Here are some labelings generated by the trained model on images in the test set. Each strip contains the actual image, ground truth labels for that image, and model predictions, in that order.
A trained model, which can be loaded from latest_model.pt
was evaluated on the test set, and gave a pixel accuracy of 0.8134 as well as the following intersection-over-union (IoU) values on each category
0. Road - 0.903
- Drivable fallback - 0.416
- Sidewalk - 0.101
- Non-drivable fallback - 0.246
- Person/animal - 0.151
- Rider - 0.253
- Motorcycle - 0.317
- Bicycle - 0.034
- Autorickshaw - 0.395
- Car - 0.461
- Truck - 0.238
- Bus - 0.179
- Vehicle Fallback - 0.246
- Curb - 0.426
- Wall - 0.221
- Fence - 0.065
- Guard Rail - 0.137
- Billboard - 0.132
- Traffic Sign - 0.021
- Traffic Light - 0
- Pole - 0.156
- Obs-str-bar-fallback - 0.130
- Building - 0.409
- Bridge/tunnel - 0.344
- Vegetation - 0.756
- Sky - 0.942
basic_fcn.py
contains the class for the basic fully convolutional network.
UNet.py
contains the class for U-Net.
dataloader.py
contains code for loading training, validation, and test datasets.
latest_model.pt
contains a trained model which can be used to make predictions on test images.
starter.py
contains code needed to train a model. If you would like to run this, you'll need to download (some portion of) the India Driving Dataset and save links to each of the training, validation, and test images to the files train.csv
, val.csv
, and test.csv
, respectively, in your working directory.
utils.py
contains functions used to compute pixel accuracy and IoU for each category, as well as a DiceLoss class, which can be used to train a model using dice loss rather than cross entropy loss.
get_weights.py
contains code for computing weights for each of the classes.
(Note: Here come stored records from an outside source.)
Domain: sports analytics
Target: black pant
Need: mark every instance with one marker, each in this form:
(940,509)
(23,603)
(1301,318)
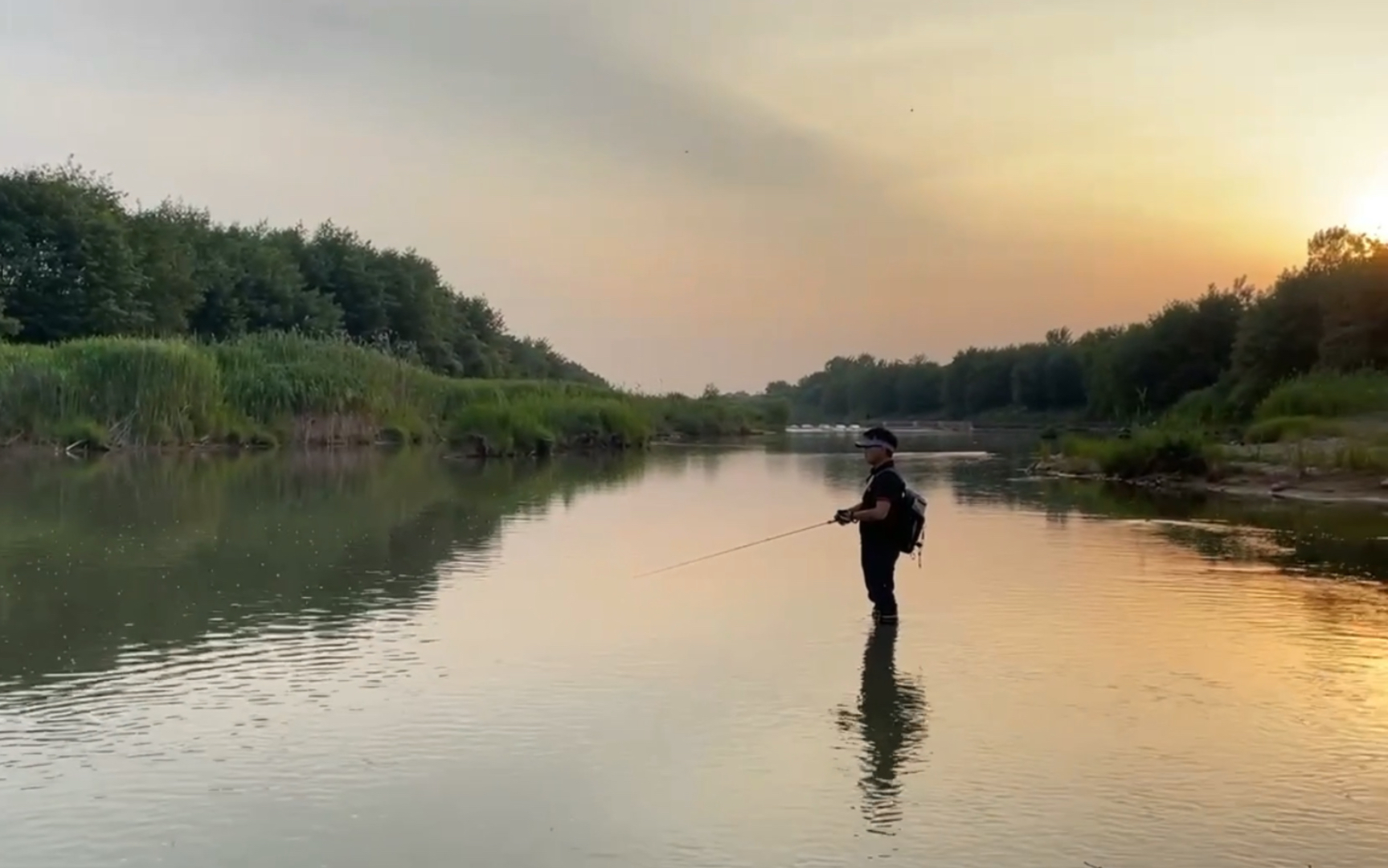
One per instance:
(880,575)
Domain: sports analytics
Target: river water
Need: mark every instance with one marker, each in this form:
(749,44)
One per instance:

These weights can be used to train a model using weighted cross entropy loss.
While the trained model has a relatively high pixel accuracy on the test set, this is likely due to several categories (road, sky, vegetation, etc.) dominating the majority of the pictures. I would like to try to improve the model's predictions on some of the other categories by using either dice loss or weighted cross entropy loss. Both of these loss functions have been implemented in the files above, but unfortunately I don't currently have access to computing power necessary to train these models.